Ao anunciar que enviará à Câmara uma lei para regulamentar a internação compulsória no município, a prefeita também avança sobre um tema sensível. A competência legislativa sobre esse tema é majoritariamente federal, e qualquer tentativa de flexibilização por lei municipal poderá ser judicialmente questionada por violar o pacto federativo e os direitos fundamentais.
Conclusão: política pública ou marketing político?
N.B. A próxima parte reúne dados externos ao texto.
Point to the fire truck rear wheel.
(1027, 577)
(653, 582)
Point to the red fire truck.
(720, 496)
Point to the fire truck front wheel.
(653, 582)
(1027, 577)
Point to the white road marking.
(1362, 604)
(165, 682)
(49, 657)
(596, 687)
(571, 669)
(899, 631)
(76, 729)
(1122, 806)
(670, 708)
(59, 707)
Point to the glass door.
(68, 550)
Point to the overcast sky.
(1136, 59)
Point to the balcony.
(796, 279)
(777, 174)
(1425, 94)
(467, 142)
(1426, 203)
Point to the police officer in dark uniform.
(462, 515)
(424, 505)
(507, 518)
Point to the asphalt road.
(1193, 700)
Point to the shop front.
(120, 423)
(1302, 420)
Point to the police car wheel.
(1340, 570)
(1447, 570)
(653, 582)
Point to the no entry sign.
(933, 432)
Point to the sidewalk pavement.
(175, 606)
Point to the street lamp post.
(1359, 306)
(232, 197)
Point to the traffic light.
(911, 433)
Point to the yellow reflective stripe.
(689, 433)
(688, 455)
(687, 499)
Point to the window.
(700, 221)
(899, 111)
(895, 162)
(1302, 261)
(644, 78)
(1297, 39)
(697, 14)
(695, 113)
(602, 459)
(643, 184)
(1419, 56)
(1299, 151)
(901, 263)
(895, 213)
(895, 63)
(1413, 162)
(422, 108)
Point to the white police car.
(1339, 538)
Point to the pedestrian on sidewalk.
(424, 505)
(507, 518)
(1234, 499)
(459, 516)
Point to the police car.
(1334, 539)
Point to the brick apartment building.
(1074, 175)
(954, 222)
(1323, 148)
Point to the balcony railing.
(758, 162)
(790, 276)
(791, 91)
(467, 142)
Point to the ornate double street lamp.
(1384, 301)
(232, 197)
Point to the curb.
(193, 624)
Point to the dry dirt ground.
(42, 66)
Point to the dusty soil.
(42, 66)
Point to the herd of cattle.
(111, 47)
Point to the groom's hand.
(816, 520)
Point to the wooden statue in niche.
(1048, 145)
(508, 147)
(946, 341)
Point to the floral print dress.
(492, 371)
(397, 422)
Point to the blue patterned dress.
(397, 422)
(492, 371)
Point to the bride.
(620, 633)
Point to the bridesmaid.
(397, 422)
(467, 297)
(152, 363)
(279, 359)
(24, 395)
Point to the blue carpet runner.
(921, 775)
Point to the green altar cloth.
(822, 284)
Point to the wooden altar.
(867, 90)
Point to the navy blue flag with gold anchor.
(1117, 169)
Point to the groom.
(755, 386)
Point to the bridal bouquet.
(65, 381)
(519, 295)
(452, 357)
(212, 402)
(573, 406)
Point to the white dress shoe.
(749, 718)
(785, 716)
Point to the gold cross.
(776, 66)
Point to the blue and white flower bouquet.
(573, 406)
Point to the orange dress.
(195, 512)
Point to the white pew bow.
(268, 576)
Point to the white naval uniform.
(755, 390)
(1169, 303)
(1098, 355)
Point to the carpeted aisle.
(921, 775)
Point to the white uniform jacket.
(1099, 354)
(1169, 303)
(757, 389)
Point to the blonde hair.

Embora o acordo judicial represente um avanço na formalização de políticas públicas para pessoas em situação de rua, a forma como ele foi anunciado pela prefeita Juliana Pavan soou mais como uma peça de marketing político do que como uma comunicação institucional precisa. Ao tratar a internação compulsória como uma conquista recente e vinculá-la à atuação do seu governo, a prefeita desconsidera — ou omite — que os mecanismos de internação já existiam na legislação federal e continuam cercados por limites constitucionais inegociáveis.
O Ministério Público, por sua vez, foi enfático ao reafirmar que não há autorização para remoções forçadas e que qualquer internação compulsória depende de decisão judicial e de laudos técnicos, sendo sempre uma última medida. O acordo não abre margem para interpretações amplificadas — ao contrário, ele reforça os freios legais que buscam evitar abusos já denunciados e judicializados no passado recente da cidade.
A retórica adotada pela prefeita pode até gerar engajamento e sensação de controle, mas ignora que o verdadeiro conteúdo do acordo impõe mais limites do que liberações.